Nikolaos Daldavanis (standing, far right) and his family.
The following testimony relating to Nikolaos Daldavanis (1907-1990) of Smyrna (today İzmir) was submitted via our online questionnaire by his daughter.
1. From which region of the Ottoman Empire were your ancestors from?:
My father was from Smyrna (today İzmir).
2. How did their life change when the Neo-Turks and/or the Kemalists came to power? :
In September 1922, he and his family were forced to the burning waterfront of Smyrna and were forced to flee.
3. Were they deported during the genocide? If so, when, where to, and describe their experience:
No. The only way they could survive was to escape into the sea, or die.

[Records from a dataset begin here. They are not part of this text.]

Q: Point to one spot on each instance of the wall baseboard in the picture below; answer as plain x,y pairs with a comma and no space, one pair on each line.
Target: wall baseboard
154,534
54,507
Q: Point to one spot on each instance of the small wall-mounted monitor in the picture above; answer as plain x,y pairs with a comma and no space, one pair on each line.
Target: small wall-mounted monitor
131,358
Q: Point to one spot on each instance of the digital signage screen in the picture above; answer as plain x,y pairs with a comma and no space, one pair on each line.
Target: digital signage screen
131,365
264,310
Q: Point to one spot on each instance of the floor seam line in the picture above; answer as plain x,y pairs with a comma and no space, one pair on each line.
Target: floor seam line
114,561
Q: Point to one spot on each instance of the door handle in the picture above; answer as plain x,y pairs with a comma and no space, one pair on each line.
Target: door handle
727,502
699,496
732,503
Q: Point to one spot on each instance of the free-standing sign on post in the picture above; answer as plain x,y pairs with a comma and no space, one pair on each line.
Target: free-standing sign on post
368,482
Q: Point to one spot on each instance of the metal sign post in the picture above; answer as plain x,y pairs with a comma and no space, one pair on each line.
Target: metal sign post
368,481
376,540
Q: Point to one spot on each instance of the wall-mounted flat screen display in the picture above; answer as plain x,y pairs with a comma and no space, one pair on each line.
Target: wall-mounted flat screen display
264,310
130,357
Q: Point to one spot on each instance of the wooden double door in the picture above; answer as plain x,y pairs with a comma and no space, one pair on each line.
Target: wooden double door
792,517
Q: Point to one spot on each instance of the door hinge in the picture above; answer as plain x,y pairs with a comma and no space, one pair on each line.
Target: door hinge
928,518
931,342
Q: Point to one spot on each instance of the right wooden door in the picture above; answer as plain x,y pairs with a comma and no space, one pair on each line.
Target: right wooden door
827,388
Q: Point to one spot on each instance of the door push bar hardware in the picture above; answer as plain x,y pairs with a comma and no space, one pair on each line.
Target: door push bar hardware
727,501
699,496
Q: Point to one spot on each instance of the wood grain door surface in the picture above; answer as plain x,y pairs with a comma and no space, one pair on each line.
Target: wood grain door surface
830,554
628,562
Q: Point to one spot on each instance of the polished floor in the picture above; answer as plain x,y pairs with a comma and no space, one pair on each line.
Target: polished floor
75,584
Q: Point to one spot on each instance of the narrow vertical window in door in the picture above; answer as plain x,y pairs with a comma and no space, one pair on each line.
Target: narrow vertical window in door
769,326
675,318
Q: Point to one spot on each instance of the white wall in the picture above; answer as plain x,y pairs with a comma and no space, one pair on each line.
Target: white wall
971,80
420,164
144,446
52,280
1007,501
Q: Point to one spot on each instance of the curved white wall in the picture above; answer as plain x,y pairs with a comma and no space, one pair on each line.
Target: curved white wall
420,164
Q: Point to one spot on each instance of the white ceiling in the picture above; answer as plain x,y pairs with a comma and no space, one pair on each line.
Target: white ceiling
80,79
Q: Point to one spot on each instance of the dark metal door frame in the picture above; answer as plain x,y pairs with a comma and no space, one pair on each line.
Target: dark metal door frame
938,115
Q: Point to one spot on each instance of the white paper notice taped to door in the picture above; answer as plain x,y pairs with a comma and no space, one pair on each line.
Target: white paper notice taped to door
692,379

4. Were they held in a concentration camp or labor camp? If so, where was it located and describe the conditions :
No camp, but an Italian ship sailed them to Athens. My father was about 15. He lost his family at the time, only to be reunited much later in Samos.
5. Did they lose family and friends? If so, how did they cope?:
Yes, they lost friends and neighbors. But they remained stoic. My grandfather died of a heart attack on the island of Samos as a result of stress related to this horrendous experience. They held a funeral for him there on Samos.
6. Did anyone within Turkey including Turks try to help them during the genocide? :
My father fell unconscious and a Greek neighbor took my dad by skiff to the Italian steamer the Constantinopoli.
7. How did they cope emotionally with their genocide experience? Did it affect the remainder of their life? :
They never ever talked about it in front of us, or in our presence.
8. Did the denial of the genocide by the perpetrator (the successor state of Turkey) affect their ability to form closure?:
Nothing was said.
9. How did they feel about Turkey after the genocide? :
Horrible, but visited Kuşadası many times from Samos, not knowing the horrific story until I read Lou Ureneck's book The Great Fire.